Il ouvre l’essai Sentiment et représentation par quelques définitions intéressantes. Le Gemüth, nous apprend-il, n’avait pas encore son sens mystérieux et tout allemand dans la langue de Kant et de Schiller ; il y était pris pour synonyme de conscience. Il signifie aujourd’hui la qualité d’être affecté, de sentir ; les dispositions individuelles sont les Gemüthsanlagen, et les émotions s’appellent Gemüthsbewegungen. De même on a longtemps confondu le sentiment (Gefühl) avec la sensation (Empfindung). Puis le mot Gefühl s’est attaché aux états subjectifs de plaisir et de douleur, et il a signifié enfin la plus élémentaire des émotions. Le sentiment s’oppose donc en un certain sens à la sensation (impressions sensorielles directes), et il se distingue, comme partie subjective de la conscience, des représentations, Vorstellungen, qui en sont la partie objective.

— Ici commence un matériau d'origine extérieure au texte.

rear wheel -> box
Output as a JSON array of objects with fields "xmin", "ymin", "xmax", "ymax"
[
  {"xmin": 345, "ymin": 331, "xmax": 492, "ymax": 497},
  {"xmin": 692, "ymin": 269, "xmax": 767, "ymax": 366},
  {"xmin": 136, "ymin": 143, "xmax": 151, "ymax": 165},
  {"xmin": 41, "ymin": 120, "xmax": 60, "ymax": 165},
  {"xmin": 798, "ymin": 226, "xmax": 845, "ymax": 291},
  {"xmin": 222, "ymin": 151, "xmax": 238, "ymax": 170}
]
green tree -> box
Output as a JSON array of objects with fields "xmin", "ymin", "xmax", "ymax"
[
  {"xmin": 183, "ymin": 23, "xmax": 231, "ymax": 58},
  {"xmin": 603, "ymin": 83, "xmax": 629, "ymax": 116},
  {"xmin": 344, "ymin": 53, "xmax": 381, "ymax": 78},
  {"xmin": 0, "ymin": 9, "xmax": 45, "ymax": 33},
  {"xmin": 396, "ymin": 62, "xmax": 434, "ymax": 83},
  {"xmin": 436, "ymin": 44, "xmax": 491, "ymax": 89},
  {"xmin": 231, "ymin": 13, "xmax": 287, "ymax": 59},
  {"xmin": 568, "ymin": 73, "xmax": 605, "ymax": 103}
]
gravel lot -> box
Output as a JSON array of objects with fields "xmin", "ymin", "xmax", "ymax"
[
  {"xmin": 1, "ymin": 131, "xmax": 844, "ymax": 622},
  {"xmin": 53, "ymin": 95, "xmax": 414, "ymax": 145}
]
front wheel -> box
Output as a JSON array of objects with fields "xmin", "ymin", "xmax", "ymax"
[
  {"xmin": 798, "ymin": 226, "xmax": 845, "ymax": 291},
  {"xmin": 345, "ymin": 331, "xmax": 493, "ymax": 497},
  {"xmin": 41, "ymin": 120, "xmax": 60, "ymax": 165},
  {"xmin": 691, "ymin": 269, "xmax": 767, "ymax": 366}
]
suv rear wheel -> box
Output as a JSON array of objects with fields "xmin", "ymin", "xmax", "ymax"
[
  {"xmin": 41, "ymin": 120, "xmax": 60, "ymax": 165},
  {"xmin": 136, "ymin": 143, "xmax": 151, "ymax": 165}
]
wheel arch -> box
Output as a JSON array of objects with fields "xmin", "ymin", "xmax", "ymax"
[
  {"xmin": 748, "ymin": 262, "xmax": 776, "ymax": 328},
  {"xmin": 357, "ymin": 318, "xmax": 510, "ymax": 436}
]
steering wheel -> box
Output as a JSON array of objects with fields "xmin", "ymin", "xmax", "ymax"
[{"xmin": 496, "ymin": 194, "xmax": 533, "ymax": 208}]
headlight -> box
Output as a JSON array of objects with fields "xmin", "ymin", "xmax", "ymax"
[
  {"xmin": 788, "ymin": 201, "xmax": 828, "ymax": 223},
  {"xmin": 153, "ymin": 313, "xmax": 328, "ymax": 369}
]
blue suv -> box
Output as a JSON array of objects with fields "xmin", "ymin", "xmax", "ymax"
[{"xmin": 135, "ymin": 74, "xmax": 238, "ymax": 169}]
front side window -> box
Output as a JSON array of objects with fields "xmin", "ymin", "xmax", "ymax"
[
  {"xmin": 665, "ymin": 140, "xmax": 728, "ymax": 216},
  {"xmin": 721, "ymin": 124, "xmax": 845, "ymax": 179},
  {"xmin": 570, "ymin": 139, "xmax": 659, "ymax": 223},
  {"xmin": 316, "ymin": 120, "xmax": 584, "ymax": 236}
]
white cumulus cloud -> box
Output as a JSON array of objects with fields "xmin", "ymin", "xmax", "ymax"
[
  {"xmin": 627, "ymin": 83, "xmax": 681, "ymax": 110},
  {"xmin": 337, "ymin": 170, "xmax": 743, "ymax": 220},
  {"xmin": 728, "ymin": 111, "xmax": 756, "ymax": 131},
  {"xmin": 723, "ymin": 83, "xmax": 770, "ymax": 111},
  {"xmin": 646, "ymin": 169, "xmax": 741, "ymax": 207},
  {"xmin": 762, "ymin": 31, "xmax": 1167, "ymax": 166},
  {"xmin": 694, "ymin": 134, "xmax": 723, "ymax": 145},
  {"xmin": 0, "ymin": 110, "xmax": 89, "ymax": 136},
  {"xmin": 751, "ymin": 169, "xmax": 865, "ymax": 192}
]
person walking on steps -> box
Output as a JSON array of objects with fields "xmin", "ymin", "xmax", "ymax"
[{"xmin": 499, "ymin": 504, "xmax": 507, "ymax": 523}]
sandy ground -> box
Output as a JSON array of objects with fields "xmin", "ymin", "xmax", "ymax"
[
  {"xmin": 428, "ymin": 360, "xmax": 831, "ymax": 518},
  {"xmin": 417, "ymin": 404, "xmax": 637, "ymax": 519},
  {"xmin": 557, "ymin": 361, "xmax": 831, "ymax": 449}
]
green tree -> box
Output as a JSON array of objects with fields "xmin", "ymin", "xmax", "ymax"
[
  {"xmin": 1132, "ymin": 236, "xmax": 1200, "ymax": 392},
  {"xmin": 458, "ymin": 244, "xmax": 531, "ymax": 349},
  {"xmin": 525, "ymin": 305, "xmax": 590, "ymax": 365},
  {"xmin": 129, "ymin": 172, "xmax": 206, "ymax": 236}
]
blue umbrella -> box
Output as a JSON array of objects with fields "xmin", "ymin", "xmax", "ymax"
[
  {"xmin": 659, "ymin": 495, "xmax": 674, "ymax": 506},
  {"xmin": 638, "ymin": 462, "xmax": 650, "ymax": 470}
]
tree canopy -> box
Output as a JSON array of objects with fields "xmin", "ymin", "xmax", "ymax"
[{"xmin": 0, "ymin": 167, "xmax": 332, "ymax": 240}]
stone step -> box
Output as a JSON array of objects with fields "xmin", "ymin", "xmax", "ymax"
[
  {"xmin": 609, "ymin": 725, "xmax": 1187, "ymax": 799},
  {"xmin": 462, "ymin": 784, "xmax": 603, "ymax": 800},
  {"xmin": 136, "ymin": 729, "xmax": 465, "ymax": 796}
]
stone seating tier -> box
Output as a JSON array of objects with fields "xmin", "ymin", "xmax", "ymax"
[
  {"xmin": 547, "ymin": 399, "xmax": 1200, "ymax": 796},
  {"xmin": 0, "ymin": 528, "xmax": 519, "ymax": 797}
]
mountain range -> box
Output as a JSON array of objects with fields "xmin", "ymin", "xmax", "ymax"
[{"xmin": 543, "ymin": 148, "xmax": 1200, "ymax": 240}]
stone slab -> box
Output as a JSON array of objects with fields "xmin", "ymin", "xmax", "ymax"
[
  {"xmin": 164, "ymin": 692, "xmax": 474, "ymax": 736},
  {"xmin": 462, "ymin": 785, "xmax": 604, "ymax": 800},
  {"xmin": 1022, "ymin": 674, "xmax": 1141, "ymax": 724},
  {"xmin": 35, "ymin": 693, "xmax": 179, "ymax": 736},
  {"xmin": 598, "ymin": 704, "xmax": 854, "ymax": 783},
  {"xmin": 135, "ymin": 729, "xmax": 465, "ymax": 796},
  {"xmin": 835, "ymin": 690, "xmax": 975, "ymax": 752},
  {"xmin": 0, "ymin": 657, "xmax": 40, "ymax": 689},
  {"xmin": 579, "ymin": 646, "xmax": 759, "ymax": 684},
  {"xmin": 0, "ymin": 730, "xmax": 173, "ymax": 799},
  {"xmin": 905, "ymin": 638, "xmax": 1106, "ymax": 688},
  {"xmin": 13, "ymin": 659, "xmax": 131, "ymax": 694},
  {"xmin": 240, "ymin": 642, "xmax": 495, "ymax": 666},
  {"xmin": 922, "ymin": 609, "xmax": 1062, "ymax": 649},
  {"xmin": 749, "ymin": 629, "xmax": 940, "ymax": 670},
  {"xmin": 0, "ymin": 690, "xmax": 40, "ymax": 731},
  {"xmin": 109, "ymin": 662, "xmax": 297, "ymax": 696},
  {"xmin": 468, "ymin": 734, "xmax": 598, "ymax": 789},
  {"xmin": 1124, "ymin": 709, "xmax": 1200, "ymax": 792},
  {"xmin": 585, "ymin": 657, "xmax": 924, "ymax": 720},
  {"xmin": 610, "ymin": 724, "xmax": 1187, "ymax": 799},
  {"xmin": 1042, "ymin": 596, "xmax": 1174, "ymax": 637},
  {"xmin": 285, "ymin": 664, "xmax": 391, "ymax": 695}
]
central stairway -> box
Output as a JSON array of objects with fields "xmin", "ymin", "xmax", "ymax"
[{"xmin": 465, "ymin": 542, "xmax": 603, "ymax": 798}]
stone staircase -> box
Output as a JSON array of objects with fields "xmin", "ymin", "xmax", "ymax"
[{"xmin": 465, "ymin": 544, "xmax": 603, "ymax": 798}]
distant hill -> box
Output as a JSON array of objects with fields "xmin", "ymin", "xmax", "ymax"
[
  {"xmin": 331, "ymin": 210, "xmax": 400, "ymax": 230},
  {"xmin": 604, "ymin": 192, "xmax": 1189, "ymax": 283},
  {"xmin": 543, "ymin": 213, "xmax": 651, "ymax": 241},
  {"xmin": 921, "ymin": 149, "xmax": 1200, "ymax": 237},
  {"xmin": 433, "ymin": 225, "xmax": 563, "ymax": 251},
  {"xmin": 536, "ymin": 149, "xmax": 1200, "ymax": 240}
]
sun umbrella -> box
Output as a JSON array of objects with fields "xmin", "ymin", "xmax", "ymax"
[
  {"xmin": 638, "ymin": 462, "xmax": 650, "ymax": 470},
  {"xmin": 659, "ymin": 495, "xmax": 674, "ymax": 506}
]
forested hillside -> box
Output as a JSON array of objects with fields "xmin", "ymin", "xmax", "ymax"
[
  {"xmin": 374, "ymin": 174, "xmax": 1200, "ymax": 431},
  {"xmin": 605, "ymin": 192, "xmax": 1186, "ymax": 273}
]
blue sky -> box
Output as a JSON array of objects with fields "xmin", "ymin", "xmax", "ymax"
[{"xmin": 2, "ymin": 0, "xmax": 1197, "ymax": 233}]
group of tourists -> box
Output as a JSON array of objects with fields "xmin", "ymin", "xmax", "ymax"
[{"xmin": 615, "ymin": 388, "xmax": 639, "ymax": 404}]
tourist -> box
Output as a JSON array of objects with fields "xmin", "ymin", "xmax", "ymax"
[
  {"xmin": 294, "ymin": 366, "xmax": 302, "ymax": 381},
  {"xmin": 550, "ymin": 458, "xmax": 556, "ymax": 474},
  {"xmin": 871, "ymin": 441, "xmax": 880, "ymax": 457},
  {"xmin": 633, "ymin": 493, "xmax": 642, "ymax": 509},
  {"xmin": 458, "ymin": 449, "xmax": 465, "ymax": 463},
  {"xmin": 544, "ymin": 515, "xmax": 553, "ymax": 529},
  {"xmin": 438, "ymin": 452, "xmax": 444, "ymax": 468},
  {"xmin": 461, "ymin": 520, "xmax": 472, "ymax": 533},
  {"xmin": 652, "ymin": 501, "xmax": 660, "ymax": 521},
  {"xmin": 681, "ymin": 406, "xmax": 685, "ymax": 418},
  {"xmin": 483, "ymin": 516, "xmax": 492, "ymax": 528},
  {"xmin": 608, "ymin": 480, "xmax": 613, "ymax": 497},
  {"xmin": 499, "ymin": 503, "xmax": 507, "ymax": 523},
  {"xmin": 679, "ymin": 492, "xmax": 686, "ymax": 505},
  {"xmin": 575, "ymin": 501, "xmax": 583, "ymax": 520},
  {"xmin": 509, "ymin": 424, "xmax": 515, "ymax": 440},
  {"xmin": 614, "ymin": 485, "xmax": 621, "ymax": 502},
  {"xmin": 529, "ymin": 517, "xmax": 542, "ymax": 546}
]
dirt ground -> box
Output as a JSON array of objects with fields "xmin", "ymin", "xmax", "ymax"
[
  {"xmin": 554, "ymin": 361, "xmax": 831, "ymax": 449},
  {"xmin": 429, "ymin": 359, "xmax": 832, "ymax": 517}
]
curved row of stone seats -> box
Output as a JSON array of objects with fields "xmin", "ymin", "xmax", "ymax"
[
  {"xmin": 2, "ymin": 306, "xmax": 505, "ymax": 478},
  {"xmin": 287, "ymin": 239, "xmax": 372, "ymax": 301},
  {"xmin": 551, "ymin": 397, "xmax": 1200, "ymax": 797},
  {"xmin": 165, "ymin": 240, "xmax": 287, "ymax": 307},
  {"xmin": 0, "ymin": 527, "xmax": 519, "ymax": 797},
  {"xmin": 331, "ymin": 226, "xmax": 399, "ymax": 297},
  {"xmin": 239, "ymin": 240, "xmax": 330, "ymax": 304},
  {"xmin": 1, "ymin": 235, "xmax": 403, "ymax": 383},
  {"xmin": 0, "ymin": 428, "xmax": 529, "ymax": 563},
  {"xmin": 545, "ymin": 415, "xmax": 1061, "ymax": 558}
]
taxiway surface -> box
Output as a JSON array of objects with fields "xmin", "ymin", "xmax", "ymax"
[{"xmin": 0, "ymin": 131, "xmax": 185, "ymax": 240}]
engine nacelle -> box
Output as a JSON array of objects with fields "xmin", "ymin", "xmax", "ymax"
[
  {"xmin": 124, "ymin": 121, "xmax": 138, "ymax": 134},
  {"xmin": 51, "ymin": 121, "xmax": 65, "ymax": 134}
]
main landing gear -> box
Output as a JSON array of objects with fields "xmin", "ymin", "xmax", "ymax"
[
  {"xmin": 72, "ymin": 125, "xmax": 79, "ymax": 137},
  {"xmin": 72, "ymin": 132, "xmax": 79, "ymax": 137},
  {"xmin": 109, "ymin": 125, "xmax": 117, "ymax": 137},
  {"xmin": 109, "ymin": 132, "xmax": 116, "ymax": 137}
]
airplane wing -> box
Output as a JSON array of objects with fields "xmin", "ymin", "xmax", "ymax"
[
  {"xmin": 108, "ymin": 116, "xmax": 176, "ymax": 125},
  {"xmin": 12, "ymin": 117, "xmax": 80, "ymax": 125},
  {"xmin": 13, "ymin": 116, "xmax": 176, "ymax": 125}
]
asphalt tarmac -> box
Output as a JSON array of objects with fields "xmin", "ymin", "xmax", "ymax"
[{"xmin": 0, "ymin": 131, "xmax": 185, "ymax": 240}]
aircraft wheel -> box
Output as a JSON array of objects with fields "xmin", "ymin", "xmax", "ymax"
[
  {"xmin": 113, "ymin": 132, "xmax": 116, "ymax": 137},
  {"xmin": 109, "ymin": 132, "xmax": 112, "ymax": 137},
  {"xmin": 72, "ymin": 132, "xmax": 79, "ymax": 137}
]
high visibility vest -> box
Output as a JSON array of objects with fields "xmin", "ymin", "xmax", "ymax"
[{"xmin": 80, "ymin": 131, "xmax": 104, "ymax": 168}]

Du sentiment et de la représentation, lequel précède ? L’un de ces éléments se peut-il ramener à l’autre, ou sont-ils tous deux premiers et indépendants ? À l’encontre de Herbart, par exemple, qui tire le sentiment de la représentation, Wundt se décide pour l’hypothèse la plus simple et il les présente comme les phénomènes coordonnés d’un seul et même procès interne. L’abstraction psychologique, dit-il, les a séparés, parce que la qualité du plaisir et de la douleur apparaît surtout attachée aux émotions ; mais elle est une qualité essentielle de la conscience, et le ton, le Gefühlston d’une représentation en est un élément aussi original que sa force ou sa qualité. Il n’existe, d’autre part, aucune preuve de la priorité du sentiment, sinon le témoignage d’une observation menteuse, et l’on abuse des données de la physiologie, quand on suppose, par exemple, dans le but d’expliquer le sentiment du rythme, des vibrations nerveuses qui doivent être senties immédiatement pour pouvoir imposer leur propre rythme à la représentation.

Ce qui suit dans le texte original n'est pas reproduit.